In oktober worden -19.4% minder vacatures uitgeschreven dan in september. Dit is voor oktober de meest omvangrijke maand-tot-maand krimp sinds 2010. Het jobaanbod belandt met 3113 eenheden 37.5% boven het maandgemiddelde en is nog steeds goed voor zilver in de oktoberranking. Het goud blijft voor oktober vorig jaar met 3691 eenheden. Tijdens de periode tot april volgend jaar blijft de trend per saldo nog significant opwaarts gericht en licht steiler dan een jaar geleden, maar vanaf begin volgend jaar lijkt zich een stagnatietendens af te tekenen. De year-to-year differential blijft negatief (-8.43%) en wordt opvallend ruimer t.o.v. vorige maand (-1.44%).

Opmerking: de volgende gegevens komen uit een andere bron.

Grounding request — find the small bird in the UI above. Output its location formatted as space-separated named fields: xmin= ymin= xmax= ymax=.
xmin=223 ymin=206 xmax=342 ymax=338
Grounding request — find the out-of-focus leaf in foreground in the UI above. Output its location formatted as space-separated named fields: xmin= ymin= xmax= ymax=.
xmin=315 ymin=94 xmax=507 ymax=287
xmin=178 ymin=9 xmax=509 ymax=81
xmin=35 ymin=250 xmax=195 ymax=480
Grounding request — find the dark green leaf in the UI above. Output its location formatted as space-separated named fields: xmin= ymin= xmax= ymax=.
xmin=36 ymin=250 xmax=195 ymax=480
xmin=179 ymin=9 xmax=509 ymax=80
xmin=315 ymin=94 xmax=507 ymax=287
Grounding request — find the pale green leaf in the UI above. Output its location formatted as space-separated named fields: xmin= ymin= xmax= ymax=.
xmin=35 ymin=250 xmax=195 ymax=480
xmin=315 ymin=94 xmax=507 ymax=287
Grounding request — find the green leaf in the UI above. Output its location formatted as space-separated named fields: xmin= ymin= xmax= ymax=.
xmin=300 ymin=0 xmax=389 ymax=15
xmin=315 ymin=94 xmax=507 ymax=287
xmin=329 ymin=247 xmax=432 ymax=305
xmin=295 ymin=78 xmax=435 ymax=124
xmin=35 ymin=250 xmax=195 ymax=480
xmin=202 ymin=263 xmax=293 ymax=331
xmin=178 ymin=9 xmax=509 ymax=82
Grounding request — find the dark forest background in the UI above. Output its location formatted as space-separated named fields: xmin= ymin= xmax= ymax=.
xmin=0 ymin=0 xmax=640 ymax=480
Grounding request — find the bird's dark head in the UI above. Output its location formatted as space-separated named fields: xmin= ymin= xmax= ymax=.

In oktober worden per einde maand 9232 openstaande vacatures gerapporteerd, wat een krimpt met -15.88% impliceert ten opzichte van de situatie in september. Dit is de sterkste maand-tot-maand terugval sinds april en mei 2020 (-17.9% resp.-15.7%). De trend blijft positief, maar vlakt wel uit ten opzichte van vorig jaar. Samen met de sterke maand-tot-maand krimp zet de uitvlakkende trend de year-to-year differential stevig onder neerwaartse druk. Deze druk wordt zelfs groot genoeg om de differential voor het eerst sinds zeer lange tijd in de rode zone te duwen. In de periode tot april 2023 zouden maandelijks gemiddeld -4.41% minder vacatures oningevuld blijven dan vorig jaar. Vorige maand moest dit verschil nog ingeschat worden op een ruim positieve 11%.De krapte op de arbeidsmarkt lijkt te minderen, maar noteer dat simultaan met deze tendens ook minder vacatures uitgeschreven worden.